About five years before, Amali had ignited my interest in astrology. She had been doing a reading for Norris Little, also known as Brute, and I had wandered to the threshold of a back room they
had commandeered at a party. All I’d wanted to know was whether or not Brute still needed a ride home before I made my exit. Without even looking up or really acknowledging my presence, Amali
had said, “You don’t know anything about this, do you Aries?”

I had to admit I didn’t know Sydney Omarr from Sydney, Australia.

“Well, you just wait right there until I finish this, and I’ll get to you,” she said.

She went on with her talk to Brute. I was still trying to figure out how she knew I was an Aries and how she’d known I was standing in the carpeted doorway without turning around. I was
still looking for the mirror on the opposite wall that had given me away when she got up from her seat, leaving a befuddled Brute contemplating his life.

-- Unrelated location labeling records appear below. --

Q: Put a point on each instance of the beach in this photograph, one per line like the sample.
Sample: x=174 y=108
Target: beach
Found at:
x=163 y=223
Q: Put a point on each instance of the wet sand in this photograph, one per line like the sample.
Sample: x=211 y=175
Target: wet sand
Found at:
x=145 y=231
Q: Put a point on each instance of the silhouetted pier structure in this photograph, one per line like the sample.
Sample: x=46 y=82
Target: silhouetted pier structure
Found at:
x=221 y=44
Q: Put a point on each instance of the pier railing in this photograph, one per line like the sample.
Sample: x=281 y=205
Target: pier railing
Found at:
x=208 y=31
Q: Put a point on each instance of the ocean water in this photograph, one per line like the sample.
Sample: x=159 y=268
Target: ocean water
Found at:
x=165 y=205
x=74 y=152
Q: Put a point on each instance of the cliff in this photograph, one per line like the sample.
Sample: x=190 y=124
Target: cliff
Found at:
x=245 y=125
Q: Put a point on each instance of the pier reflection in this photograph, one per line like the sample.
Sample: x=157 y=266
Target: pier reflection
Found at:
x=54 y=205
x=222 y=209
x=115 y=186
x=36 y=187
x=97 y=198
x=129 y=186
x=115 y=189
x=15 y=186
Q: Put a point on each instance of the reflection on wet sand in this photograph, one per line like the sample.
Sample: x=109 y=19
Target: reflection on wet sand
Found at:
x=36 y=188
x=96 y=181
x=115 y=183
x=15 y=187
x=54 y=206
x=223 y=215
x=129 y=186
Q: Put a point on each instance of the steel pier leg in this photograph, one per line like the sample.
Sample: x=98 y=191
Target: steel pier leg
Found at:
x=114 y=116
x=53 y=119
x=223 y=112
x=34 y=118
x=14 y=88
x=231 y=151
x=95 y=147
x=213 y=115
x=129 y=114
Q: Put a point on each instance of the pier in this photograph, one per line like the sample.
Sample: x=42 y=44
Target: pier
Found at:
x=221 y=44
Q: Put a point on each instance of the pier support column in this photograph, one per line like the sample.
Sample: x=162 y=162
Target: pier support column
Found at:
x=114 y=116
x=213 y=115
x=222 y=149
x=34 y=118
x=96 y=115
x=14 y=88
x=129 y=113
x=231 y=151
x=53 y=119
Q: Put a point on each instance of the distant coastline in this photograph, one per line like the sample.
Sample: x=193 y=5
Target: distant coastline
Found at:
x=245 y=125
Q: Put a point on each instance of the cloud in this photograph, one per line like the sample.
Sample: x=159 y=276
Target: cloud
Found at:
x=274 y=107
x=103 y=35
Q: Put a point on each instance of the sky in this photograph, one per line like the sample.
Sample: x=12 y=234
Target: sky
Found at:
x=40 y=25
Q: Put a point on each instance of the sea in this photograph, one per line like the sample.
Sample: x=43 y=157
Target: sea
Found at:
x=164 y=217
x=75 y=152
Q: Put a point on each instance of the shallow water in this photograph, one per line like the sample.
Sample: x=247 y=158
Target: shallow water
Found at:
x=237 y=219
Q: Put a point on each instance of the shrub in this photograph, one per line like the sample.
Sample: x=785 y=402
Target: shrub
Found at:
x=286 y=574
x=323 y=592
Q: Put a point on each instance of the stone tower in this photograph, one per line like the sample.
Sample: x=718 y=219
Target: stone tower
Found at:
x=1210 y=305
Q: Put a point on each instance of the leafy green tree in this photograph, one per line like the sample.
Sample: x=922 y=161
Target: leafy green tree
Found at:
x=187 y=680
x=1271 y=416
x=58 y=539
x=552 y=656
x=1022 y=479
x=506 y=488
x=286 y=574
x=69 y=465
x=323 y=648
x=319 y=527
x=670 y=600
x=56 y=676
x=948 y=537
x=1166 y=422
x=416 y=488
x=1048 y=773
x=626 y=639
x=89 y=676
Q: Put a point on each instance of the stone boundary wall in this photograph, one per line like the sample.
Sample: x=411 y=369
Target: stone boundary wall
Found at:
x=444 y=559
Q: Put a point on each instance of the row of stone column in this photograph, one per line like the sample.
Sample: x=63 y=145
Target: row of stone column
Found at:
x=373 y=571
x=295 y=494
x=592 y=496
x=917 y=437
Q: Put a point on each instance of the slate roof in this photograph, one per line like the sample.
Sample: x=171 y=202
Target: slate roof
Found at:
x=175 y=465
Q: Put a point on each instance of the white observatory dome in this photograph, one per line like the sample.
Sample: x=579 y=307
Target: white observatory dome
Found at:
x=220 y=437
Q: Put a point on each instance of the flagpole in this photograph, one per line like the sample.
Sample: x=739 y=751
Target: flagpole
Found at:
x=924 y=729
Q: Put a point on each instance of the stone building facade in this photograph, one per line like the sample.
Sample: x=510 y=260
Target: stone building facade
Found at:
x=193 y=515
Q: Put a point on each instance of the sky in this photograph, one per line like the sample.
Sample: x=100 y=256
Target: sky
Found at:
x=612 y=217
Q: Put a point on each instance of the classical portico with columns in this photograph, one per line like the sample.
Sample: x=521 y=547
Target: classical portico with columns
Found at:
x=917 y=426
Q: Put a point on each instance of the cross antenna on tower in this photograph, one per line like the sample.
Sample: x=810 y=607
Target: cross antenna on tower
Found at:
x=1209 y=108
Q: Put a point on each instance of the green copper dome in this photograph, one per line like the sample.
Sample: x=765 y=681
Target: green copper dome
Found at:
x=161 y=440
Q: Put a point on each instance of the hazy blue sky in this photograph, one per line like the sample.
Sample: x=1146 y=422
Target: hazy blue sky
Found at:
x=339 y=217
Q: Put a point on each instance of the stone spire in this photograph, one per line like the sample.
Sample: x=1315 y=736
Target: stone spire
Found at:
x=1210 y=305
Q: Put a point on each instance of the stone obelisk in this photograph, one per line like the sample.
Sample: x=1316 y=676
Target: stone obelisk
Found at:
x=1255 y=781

When she turned and walked over to me, I was more impressed and even less inclined to think zodiac. She was short and petite, light caramel with huge liquid eyes. There was a hint of mischief
lurking just behind her attempt to be all business. She picked up a little notebook and pen.

“My name is G . . .”

“I know what your name is,” she said. “What I need to know is your place of birth, day of birth, and time of birth.”

“I can give you all that,” I agreed slowly. “But I’m not tryin’ . . .”

“Look,” she indicated impatiently, “I ordinarily charge fifty dollars apiece for these work-ups, but what I’ll do for you is a birth chart and a lunar return chart and it
will mention specific days and events. If none of these things come about, you owe me nothing.”

I hate it when people call me out like that, when you’re put in such a position that you really look like a jackass if you don’t go along with it. How can you refuse a hundred
dollars’ worth of service for free? Hell! You don’t believe it, right? Okay, fine. You’re in a win-win situation. If you’re right, you win. If she’s right, you win
because you learn something.

I told her: born in Chicago, April 1, 1949, at 11:20 a.m. No matter, there was no way she resembled a shriveled gypsy with a crystal ball.